Wednesday, March 17, 2010

The People You Meet in Grad School: Part 3

Well hello there Blogosphere (and those wandering over from Facebook)!

You may have noticed I took a short hiatus there for about a week and a half. I was, however, in England on Spring Break. So, sue me for not carving out sufficient time to write a blog while I was there.

I've been back to the academic grind for three days now, which I assure you is plenty of time to rediscover my fascinations/annoyances/ruminations/grievances of my fellow students. I actually thought of so many more categories for this serial-blog that it was hard to settle on one. But for now, I give you....



3. The Interjecting One Upper



Ahhh, one uppers. Aren't they great? (This is of course rhetorical. If you can actually answer any form of the word "yes" to this question, you should probably stop reading my blog.)

No. One uppers are some of the more infuriating people walking this good green earth. In graduate classes, these attention starved wannabe intellectuals take it to the extreme. The worst part is that it's impossible to spot these individuals by appearances alone. They could be anyone from the middle-aged guy whose wardrobe hasn't evolved out of the 1970s to the chick with hippie braids fresh out of an all-women's liberal arts school "up north."
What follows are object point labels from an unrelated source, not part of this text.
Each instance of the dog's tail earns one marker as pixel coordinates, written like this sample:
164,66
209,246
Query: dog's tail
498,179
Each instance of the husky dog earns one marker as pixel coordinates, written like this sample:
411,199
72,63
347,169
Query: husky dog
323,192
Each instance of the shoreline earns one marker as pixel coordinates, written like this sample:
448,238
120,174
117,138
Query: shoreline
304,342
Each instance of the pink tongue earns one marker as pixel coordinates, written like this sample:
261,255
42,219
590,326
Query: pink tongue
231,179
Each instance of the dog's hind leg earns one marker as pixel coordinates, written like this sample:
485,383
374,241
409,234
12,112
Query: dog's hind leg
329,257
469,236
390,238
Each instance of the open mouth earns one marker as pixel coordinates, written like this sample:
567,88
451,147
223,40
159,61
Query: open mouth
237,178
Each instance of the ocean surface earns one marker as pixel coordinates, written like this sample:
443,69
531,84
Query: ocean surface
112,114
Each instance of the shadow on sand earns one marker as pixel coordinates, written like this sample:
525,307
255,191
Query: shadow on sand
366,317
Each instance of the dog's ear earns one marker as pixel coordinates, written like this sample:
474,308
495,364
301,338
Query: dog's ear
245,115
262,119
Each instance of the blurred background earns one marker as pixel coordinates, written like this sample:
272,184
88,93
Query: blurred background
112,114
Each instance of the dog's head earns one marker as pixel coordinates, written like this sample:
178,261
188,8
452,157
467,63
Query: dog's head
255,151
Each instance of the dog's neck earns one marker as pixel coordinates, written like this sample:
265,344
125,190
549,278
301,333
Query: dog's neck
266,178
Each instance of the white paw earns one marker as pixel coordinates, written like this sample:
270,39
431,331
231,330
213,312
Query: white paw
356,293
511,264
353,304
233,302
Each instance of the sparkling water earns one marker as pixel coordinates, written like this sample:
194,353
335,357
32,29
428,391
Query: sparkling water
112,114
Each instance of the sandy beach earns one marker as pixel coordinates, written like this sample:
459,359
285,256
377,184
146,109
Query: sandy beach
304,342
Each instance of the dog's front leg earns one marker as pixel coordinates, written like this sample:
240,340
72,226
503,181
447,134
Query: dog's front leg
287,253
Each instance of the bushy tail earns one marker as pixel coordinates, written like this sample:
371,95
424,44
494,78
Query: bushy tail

You can't be sure who might be an Interjecting One Upper (IOU) at the beginning of the semester, but it becomes screamingly evident within a couple of class periods. If you're lucky, you find out via another classmate who is the IOU's first victim. They have a couple of techniques, but it almost always involves an interjection of some sort.

You meekly raise your hand in one of the first class periods because you're still feeling out both your professor and your new classmates and you just want to get your participation points and call it a day. You begin to make some intelligent-sounding (albeit safe and non-controversial) comment about guilt in Othello and then...

BAM!

The IOU comes side-tackling in with their much more important, much more intelligent, much wittier comment and your pitiful attempt at contributing to the discussion goes down the shitter, flushed with triumphant gusto by the IOU.





They go about their interjections and subsequent "genius" remarks in a few ways.

Sometimes they will phrase it in the form of a question, so as to allocate room for the slight chance that their contradiction is not 100% right. This is simply a social formality. Everyone in the room knows that this person believes anything they say is more correct or original than anything a fellow student might have to say. Something like, "Oh, but ISN'T everything I'm about to say much more accurate and in-depth than what Sparknotes McGee said over there?" Technically it's a question, but really it's a crotch-blow insult to whoever they just cut off.

Another favorite tactic of the IOU's interruptions are "knowing looks" to the professor. About 3 class periods into the semester, the IOU has most likely already alienated most, if not all, of their classmates. So, upon making their pompous interjections, they will then look at the professor. They look in such a way that suggests the two of them are in some academic dimension so far above the rest of us that, even though we are shooting the IOU scathing death glares, it must just be because we can't possibly comprehend the complex point they are making.

Wrong. It's because you are obnoxious and the rest of us have formed a camaraderie based upon our dislike of you.

Let it also be known that the Interjecting One Upper is apparently an expert on any and all subject matter that could possibly be posed in discussion by another classmate. From Classics to the modern novel, the IOU has been there, done that, gotten the (probably liberal) T-shirt, and is most definitely more learned than you on the topic.

To make matters worse, this trait hardly ever comes by its lonesome either. The IOU tends to be a subcategory of at least some other type of grad student. Like say, maybe, the Flaming Liberal.

And since the IOU is so obtrusive and outspoken, all the rest of us can do is revel in that camaraderie with which we are bestowed simply because of the presence of this individual.




--Coming soon will be more TPYMIGS installments, including "The Blip" and "The Professor's Best Friend"--

2 comments:

  1. haha good blog! I hate one uppers too...its clear from day one who they will be!

    I <3 the way you write, it feels like I'm just talking to one of my friends! Great voice!